Mutual TLS (mTLS)

Mututal TLS (mTLS) authentication requires TLS encryption, this page shows you how to configure both at the same time and is a superset of configurations required just for Configuring the WarpStream Agents to terminate TLS.

Creating TLS keys and Certificates for the WarpStream Agents

Every organization has different policies on how to create and manage certificate. We recommend talking with your IT team for how to best create certificates in your organization.

If running WarpStream in Kubernetes using cert-manager can be the easiest way to create certificates. It supports a wide range of certificate providers including private certificate authorities.

We recommend that either the certificate is made with IP SANs if using IP addresses or SANS if using hostnames to connect to your WarpStream Agents.

Creating TLS keys and Certificate for the Kafka/Schema Registry Clients

When using mutual TLS, it is highly recommended to use a private certificate authority for certificates. Most large organizations typically already have their own internal private certificate authority that you can use to generate client certificates.

For alternatives if your organization does not have an existing private certificate authority, every cloud provider offers a managed solution, for example AWS Private CA. You can also create a certificate authority manually using the openssl command line however that can be complex to manage in production environments.

When using mutual TLS is it recommended to give each application their own unique certificate with their own unique Distinguished Name(DN). If using ACLs having unique certificates with unique DN's will allow each application to have it's own set of permissions.

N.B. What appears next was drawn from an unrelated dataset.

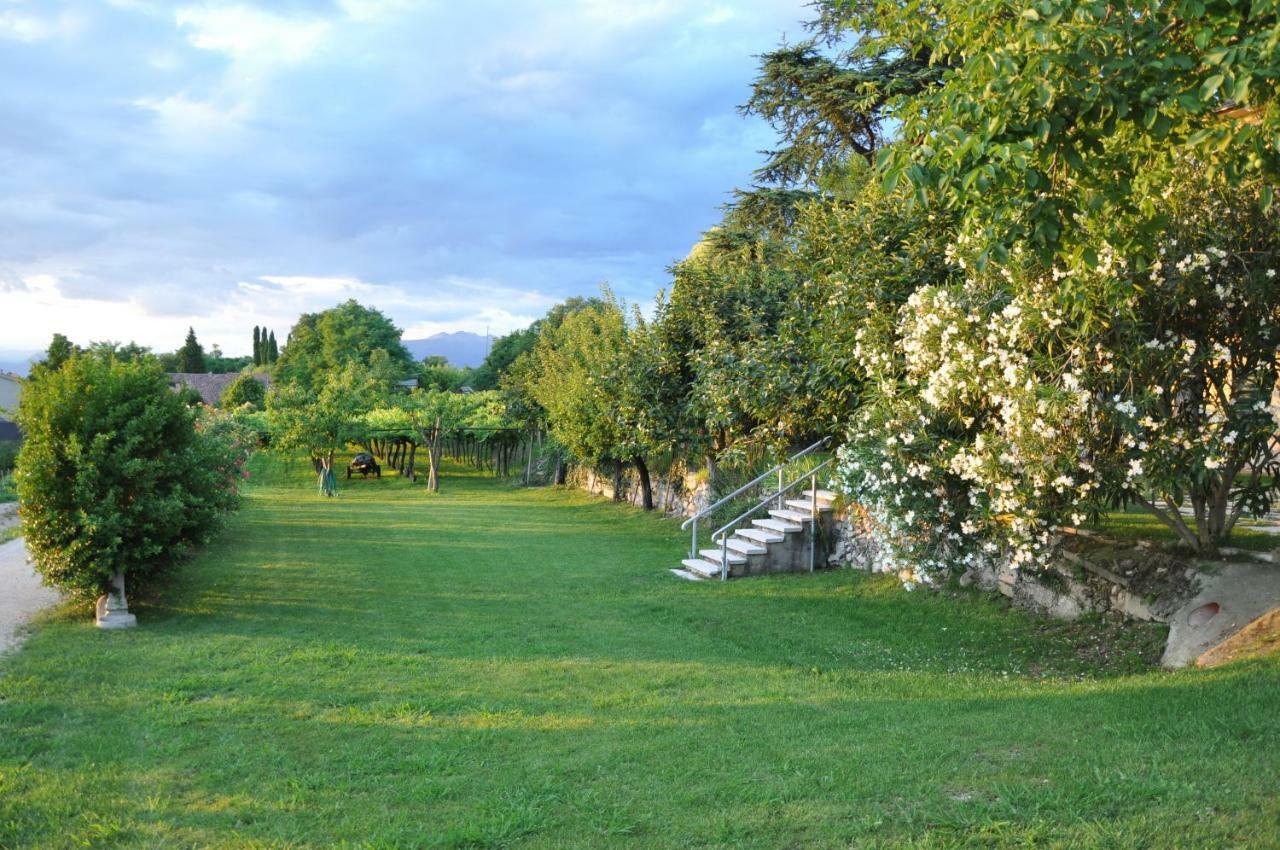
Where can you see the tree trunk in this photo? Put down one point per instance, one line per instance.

Configure WarpStream Agents

Once your certificates are generated to must set the WARPSTREAM_TLS_SERVER_CERT_FILE environment variable to the public key of the certificate and set WARPSTREAM_TLS_SERVER_PRIVATE_KEY_FILE to the private key of the certificate.

To enabled mutual TLS you must set the WARPSTREAM_REQUIRE_MTLS_AUTHENTICATION environment variable to true.

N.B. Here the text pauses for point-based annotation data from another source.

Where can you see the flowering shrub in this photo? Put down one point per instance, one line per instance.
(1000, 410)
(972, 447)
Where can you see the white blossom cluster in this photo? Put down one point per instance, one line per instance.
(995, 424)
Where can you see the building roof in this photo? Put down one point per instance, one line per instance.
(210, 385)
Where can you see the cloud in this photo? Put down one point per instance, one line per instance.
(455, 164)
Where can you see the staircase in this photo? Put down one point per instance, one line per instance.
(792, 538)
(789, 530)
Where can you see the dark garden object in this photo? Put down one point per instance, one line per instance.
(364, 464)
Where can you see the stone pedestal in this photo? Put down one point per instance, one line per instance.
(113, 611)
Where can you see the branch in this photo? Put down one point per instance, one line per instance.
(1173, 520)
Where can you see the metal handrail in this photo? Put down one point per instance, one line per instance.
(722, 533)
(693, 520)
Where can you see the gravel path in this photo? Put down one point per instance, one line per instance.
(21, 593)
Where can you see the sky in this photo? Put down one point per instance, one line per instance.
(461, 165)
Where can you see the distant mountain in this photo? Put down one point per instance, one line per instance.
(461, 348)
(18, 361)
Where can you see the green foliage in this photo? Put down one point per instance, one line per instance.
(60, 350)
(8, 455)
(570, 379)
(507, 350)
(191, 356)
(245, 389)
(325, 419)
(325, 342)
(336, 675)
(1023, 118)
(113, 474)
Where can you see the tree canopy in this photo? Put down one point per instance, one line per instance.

Once authentication is enabled on the Agent, it will enforce that all Apache Kafka clients that connect to them authenticate themselves via mTLS. Otherwise, it will refuse the connection.

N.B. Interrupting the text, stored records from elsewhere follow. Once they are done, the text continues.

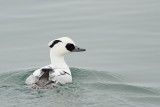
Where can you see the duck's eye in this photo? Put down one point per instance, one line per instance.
(54, 42)
(70, 47)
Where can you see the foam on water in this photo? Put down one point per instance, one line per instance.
(89, 88)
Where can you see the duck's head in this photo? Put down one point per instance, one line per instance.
(64, 45)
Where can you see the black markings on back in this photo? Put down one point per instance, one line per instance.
(70, 47)
(54, 42)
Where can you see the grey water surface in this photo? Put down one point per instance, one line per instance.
(121, 67)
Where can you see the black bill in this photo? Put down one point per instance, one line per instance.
(77, 49)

It is also highly recommended to set the environment variable WARPSTREAM_TLS_CLIENT_CA_CERT_FILE to the public keys of the certificate authorities that sign your client certificates. If this environment variable is not set WarpStream defaults to trusting all client certificates from your Operating System's root certificate store. This store typically contains all the public keys for all the publicly accepted certificate authorities. If this environment variable is not set any certificate from any public certificate authority will be valid and authenticated against your WarpStream agent which could cause external data leaks.

By default, the Agent will use the Distinguished Name(DN) from the client TLS certificate as the principal for ACLs. A custom TLS mapping rule regex can be provided using the -tlsPrincipalMappingRule flag to extract a name from the DN. For example, the rule CN=([^,]+) will extract the Common Name(CN) from the DN, and use that as the ACL principal.

For example, given a certificate with the DN of CN=test_principal,O=ACME Corp, if -tlsPrincipalMappingRule is set to CN=([^,]+) then the name test_principal will be used as the mTLS ACL principal.

Configure Kafka and Schema Registry clients

For configuring mTLS in your Kafka/Schema Registry clients it is recommended to review the documentation for your client. Every client configures mTLS differently and those configurations may change version to version.

We recommend using the Confluent Platform documentation to learn how to configure Java-based clients for mTLS.